If you’re dissatisfied with your pay raise, there are two paths you could take. Neither path is a guarantee of success, but you may find that one path has greater potential.
- You could work harder. The top 8 percent work more hours, work more efficiently, and never say, “That’s not in my job description.” Allowing yourself to be used by your employer for whatever purpose they choose and excelling in every assignment can make you stick out among a field of average employees, but the strategy can backfire if your employer begins to think that they can push you around and give you menial tasks without push back.
- You could be more visible at your company. Make sure you appear in meetings frequently with those who make your compensation decisions. Provide great insight into the company’s opportunities and challenges. Spend social time with your supervisors outside of the office.

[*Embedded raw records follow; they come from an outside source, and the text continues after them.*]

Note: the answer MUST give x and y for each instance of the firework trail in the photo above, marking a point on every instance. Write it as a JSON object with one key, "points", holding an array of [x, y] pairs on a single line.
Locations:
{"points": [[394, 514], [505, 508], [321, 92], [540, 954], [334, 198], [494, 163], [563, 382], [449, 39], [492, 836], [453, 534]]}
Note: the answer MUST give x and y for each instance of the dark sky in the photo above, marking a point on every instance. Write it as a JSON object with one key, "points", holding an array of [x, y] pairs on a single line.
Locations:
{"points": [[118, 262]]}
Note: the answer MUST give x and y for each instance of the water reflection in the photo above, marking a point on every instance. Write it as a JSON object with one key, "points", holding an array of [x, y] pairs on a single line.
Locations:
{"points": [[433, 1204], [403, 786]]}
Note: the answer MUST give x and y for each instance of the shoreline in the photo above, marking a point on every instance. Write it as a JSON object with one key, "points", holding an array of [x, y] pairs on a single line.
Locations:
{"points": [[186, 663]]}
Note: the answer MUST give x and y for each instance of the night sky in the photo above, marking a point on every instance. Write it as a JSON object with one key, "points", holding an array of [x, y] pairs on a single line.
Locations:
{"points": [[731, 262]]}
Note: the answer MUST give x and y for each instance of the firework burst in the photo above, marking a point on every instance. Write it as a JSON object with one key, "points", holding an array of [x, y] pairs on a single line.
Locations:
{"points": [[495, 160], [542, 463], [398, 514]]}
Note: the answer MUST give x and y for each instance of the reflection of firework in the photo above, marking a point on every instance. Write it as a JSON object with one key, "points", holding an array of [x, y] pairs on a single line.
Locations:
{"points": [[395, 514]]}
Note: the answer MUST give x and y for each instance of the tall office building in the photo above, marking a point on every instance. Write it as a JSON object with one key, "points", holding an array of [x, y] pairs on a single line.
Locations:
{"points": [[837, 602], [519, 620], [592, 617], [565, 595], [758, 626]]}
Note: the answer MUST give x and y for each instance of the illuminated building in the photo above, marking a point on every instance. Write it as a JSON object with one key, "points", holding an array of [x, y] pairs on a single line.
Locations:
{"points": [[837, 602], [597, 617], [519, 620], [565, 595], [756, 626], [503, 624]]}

- Look at the other star performers and emulate their strategies.
- Campaign hard for financial rewards of your achievements. Schedule monthly updates with your supervisor to keep her apprised of your achievements so there is no question about whether the work you performed can justify above-average pay increases.
- Seek employment elsewhere and use any offers as leverage in negotiations with your boss if you’re ready and willing to walk away from your current job. If the job market is still perceived as being unfavorable to job hunters, this could be a difficult strategy, but it does make actual competitive offers that much more important.
The above is one path you could choose if you’re dissatisfied with the current climate for employees. And you should be dissatisfied if you’re receiving just the average. Relying on 3 percent pay increases every year throughout your career is not a way to build wealth. An average stating salary with average pay increases each year, even with the occasional higher salary bump as your take on new jobs, will hardly even get you to retirement unless you are able to save a higher than average percentage of your income.
There is another path to take, but it is more risky. Leave the corporate world behind. You don’t want to rely on others to make your compensation decisions. Though it isn’t for everyone, starting your own business puts these decisions in your hands. You are the boss, and can’t blame anyone else at your company if your salary isn’t keeping up with the cost of living.
It’s not a perfect solution. Many businesses fail. You’re now relying on your business to generate revenue, and that could mean finding clients. If you start a business that doesn’t fulfill a need, you may find it difficult to pay yourself anything close to what you may have earned as an employee. The business could be the victim of an unstable economy. As an employee of a larger company, you can count on a somewhat stable salary, even if it isn’t as high as you’d like. If you own your own small business that is affected by the overall economy, you may not be able to generate a stable salary year after year.
With a growing business, the profit levels are unlimited. And not only can you draw a salary from your own business, you have equity in the business itself, an asset that can be sold down the road. That drastically changes the face of retirement.
There is a significant amount of risk in starting your own business, but for anyone who has the drive, talent, and resources, it can be the best way to leave the madness of worrying about small salary increases behind.
Published or updated August 2, 2012.